Jumping into the air he saw that Bloodfist had walked all over the comics stall "That had a White dwarf issue one in it, get im lads!!"


----------



## The Deadman (Apr 4, 2008)

rubylord9 said:


> Picking himself up gracefuly (due to his light wheightyness) he began yelling obscenities at the guardsman who at the time he thought was a half ork he finished his string of insults with "I CHALLENGE YOU MY FRIEND TO A PIT FIGHT AT EXACTLY MIDNIGHT, MELEE WEAPONS ONLY!!!!!!!!" and stomped off to take more drugs and skulk until the fight, just in time it seemed as the huge bug like creature called 'niddy' hunkered round the corner looking particurlarly peckish...


OOC about quote: Who are you challenging?

Deadman didn't appreciate being blasted across the room by Stillie. After recovering from his massive headache he once again rolled his eyes back into his head and created a thunderstorm around the shop with high force winds, (OOC: Could be a hurricane, quote with answer (yes or no only + why)) realising that the winds were a bit too high he did nothing as he was confused about who the surpisingly light elf/human/creature was challenging. To settle his confusion he picked up a heavy set of steel steps and threw them at Stillie. He then realised that they were now teaming up against the bug, so he then used mysterious powers of doom to create the ultimate weapon, a high voltage, high amp electric wire attached to a SCAR-H thermal sight gun.
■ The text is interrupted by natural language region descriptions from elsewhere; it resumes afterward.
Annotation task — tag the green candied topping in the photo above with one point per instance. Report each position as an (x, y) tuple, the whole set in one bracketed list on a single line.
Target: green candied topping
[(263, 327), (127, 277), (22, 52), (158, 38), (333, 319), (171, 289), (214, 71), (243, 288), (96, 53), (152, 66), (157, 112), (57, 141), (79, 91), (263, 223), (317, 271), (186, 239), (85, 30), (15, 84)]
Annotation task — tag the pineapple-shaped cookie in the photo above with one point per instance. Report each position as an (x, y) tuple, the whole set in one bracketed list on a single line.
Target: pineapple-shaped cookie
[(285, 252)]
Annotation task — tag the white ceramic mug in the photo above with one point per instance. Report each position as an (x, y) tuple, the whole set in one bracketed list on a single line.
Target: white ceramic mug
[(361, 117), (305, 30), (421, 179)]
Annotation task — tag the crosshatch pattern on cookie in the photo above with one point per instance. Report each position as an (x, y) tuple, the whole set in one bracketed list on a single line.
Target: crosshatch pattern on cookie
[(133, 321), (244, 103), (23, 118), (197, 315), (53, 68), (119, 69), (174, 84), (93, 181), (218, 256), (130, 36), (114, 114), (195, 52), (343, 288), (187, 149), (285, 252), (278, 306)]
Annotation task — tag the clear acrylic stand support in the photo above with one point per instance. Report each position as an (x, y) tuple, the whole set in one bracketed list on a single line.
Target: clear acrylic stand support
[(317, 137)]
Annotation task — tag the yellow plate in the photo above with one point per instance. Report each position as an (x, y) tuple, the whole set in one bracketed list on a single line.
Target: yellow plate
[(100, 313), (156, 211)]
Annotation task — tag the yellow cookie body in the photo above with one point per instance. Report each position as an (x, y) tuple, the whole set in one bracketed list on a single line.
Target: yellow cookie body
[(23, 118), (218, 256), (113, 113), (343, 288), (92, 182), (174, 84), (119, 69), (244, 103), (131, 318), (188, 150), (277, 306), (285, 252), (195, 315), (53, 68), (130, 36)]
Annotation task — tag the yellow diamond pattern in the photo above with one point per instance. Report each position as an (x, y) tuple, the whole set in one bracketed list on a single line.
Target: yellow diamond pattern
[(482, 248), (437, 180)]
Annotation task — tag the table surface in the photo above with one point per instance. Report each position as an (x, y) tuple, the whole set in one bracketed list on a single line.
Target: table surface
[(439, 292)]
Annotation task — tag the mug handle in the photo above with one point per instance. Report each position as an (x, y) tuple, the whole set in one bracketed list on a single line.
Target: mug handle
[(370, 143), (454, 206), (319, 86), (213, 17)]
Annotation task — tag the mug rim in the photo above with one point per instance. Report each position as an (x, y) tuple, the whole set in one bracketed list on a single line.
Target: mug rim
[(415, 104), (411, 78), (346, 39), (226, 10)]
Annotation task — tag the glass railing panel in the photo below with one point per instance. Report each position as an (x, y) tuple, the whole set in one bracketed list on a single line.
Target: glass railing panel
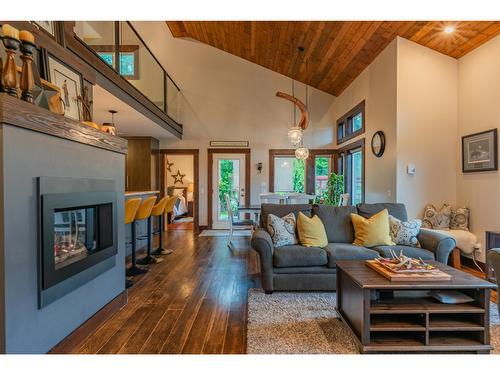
[(99, 36), (139, 66)]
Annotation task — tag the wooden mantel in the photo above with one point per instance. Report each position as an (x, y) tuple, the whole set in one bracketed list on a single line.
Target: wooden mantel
[(16, 112)]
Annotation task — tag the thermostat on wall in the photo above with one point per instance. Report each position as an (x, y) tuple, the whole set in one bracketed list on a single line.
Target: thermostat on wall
[(411, 169)]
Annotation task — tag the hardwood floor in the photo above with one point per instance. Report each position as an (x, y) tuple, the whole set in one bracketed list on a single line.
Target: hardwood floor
[(192, 302)]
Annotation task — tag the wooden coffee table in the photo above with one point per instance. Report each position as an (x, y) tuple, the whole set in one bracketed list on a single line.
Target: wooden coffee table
[(387, 316)]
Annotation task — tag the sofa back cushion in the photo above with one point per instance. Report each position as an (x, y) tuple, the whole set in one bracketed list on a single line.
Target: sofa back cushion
[(281, 210), (398, 210), (337, 222)]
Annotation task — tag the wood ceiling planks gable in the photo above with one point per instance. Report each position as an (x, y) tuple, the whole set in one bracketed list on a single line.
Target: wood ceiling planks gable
[(336, 51)]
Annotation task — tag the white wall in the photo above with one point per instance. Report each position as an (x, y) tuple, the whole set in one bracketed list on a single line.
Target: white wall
[(478, 100), (227, 98), (377, 86), (427, 126)]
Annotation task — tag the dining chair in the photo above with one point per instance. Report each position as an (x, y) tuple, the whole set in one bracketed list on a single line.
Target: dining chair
[(236, 224), (494, 260), (344, 199)]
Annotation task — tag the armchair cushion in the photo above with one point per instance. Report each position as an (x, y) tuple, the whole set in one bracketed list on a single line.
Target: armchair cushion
[(439, 243)]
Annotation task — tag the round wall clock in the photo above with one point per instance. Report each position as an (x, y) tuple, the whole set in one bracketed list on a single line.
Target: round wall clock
[(378, 143)]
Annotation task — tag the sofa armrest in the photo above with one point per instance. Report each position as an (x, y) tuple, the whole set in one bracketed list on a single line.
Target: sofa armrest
[(440, 244), (263, 244)]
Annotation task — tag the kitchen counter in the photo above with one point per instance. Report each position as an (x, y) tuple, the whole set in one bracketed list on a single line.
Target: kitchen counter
[(136, 193)]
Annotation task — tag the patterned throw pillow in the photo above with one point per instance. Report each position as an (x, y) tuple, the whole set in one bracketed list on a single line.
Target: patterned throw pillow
[(460, 218), (434, 219), (405, 232), (282, 229)]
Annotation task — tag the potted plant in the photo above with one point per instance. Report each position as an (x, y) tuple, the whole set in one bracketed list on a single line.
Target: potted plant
[(334, 189)]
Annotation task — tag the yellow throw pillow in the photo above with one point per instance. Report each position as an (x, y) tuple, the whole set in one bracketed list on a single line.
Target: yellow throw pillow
[(371, 232), (311, 231)]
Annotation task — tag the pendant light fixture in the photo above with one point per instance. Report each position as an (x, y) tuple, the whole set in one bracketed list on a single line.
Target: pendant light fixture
[(295, 133)]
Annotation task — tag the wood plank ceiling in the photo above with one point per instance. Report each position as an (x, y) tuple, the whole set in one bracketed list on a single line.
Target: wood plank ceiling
[(336, 51)]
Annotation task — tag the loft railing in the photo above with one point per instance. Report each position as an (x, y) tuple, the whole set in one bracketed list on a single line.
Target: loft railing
[(119, 45)]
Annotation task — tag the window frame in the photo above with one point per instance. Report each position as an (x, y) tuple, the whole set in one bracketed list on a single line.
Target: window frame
[(345, 122), (344, 157)]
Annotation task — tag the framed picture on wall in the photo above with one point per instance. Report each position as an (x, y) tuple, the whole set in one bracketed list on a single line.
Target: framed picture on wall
[(69, 82), (480, 152)]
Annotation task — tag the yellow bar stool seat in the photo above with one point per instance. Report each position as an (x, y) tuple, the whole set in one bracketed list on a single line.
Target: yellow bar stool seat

After seeing the Guardsman still on the floor with a shopping list in his hand he walked over to him, picked up the shopping list and laughed at the idiot for the shopping list had items on it that were in a shop 200 miles from Spasda. He slapped the guardsman until he was awake and threw him into the bug before electricuting him with the high voltage wires and shooting at him with the SCAR-H attached to it.


----------